Se o Estado é altamente corrompido e praticamente um instrumento dos poderosos, então não importa muito se as empresas são privatizadas ou não. A principal tarefa a ser feita é democratizar os recursos e as empresas públicas. Por exemplo, se a UNB, que é pública, está trabalhando somente para o benefício das corporações, é melhor privatizá-la. Mas se está trabalhando para o interesse de todos os brasileiros, então é necessário manter a universidade no setor público. Quando o governo está planejando privatizar, eles pioram os serviços e fazem com que as pessoas se alegrem de ver aquilo privatizado. O nó da questão não é privatizar, mas a democracia. Isso quer dizer que as empresas nacionais têm que ser democratizadas e protegidas.



“Lutar para Mudar”



Tornar a sociedade mais democrática se faz da mesma forma que se alcançou qualquer outro ganho na história da humanidade. Há cinquenta anos, uma mulher não seria jornalista. E isso como ocorreu? Foi um presente de Deus? As pessoas lutaram para conseguir seus direitos.



“Intelectual Usa Mente com Criatividade”



As pessoas que admiro não são necessariamente consideradas intelectuais. Eu as considero intelectuais porque usam a mente, mas talvez não tenham tido educação. Conheço pessoas na universidade que usam menos criatividade intelectual que pessoas que constroem casas. Usar ou não a mente não depende de sua profissão. Há pessoas que de fato desenvolvem lutas populares. Durante esta viagem, visitei em Buenos Aires uma favela com colegas da univesidade. Eles são ativistas sociais (ensinam e trabalham nas favelas). O lugar era muito pobre, mas as mulheres se organizaram e fizeram um pequeno centro cultural onde alfabetizam as crianças e organizam a comunidade contra as guangues de drogas. Muitas dessas mulheres sabem que não têm futuro, que será difícil para elas conseguir trabalho. Mas estão lutando para fazer daquela favela um lugar mais descente. São intelectuais admiráveis.

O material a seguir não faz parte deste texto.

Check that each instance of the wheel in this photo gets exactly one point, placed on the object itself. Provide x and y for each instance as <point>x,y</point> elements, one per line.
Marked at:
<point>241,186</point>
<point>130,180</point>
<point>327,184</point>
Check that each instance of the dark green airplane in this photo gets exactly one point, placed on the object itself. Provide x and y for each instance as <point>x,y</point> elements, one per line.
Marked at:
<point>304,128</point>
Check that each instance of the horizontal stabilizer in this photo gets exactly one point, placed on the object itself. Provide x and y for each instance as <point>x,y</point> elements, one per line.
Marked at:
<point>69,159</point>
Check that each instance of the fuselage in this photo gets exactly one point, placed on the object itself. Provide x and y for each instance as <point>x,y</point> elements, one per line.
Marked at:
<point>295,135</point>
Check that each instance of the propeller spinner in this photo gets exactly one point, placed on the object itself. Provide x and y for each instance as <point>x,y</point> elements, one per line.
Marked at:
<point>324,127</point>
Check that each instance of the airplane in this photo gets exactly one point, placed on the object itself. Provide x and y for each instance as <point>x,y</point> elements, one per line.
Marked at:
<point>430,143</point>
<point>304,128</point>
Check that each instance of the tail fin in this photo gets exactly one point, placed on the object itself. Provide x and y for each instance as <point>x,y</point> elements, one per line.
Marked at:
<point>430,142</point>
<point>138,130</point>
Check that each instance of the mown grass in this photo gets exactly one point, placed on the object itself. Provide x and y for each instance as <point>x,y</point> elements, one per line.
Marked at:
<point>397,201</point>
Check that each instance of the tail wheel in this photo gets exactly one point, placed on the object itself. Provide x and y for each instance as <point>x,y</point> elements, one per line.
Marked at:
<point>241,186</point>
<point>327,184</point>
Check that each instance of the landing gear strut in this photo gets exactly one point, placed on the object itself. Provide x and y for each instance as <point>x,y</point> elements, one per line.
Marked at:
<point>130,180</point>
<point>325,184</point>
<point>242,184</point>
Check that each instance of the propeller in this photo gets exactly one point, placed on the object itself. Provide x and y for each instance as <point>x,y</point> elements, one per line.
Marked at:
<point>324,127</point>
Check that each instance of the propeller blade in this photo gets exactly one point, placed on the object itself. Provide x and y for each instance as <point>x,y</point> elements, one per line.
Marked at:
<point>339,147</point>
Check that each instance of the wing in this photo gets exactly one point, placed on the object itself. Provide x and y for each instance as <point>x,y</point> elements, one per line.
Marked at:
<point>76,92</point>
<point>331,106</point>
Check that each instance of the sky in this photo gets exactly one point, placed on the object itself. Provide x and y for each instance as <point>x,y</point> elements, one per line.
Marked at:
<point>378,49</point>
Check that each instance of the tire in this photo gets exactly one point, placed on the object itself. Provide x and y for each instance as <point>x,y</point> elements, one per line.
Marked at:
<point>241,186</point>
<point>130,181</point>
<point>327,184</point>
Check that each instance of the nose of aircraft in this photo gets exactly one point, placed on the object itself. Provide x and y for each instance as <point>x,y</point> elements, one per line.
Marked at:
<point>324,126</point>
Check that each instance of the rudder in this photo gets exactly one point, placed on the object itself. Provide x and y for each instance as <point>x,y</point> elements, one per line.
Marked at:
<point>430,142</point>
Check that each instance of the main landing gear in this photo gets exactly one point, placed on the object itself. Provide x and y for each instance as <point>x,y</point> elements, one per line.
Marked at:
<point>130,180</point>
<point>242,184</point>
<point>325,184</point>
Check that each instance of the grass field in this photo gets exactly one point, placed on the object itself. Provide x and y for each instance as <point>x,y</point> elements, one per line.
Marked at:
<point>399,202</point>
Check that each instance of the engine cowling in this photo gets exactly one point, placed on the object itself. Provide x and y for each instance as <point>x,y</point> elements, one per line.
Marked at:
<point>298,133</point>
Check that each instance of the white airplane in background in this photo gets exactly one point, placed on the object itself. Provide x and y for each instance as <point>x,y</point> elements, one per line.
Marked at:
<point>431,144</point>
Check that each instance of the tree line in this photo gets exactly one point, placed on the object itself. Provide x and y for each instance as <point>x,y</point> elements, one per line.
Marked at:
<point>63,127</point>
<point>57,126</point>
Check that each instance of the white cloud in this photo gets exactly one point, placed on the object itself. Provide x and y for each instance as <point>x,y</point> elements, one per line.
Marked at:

“A Insuportável Clareza das Coisas”



Essa receptividade das pessoas ocorre em todo os lugares a que vou e nos EUA também. Mas isso não tem nada a ver comigo. Acontece porque a maioria da classe intelectual se separou totalmente das lutas populares. As pessoas só ouvem um discurso único, mas sabem que é uma farsa. Nunca ninguém diz nada. Veja a questão da dívida externa: é óbvio que o Brasil não tem uma dívida, ela já foi paga. Todo mundo sabe disso, mas quantos o dizem? As pessoas gostam de ouvir alguém dizer essas coisas muito simples que qualquer criança pode ver, porque sabem que as coisas estão indo na direção errada e as razões são fáceis de entender. Mas ninguém fala delas. Então, quando alguém fala, vira um problema enorme. Existem muitas outras pessoas que falam as mesmas coisas e têm os mesmos problemas.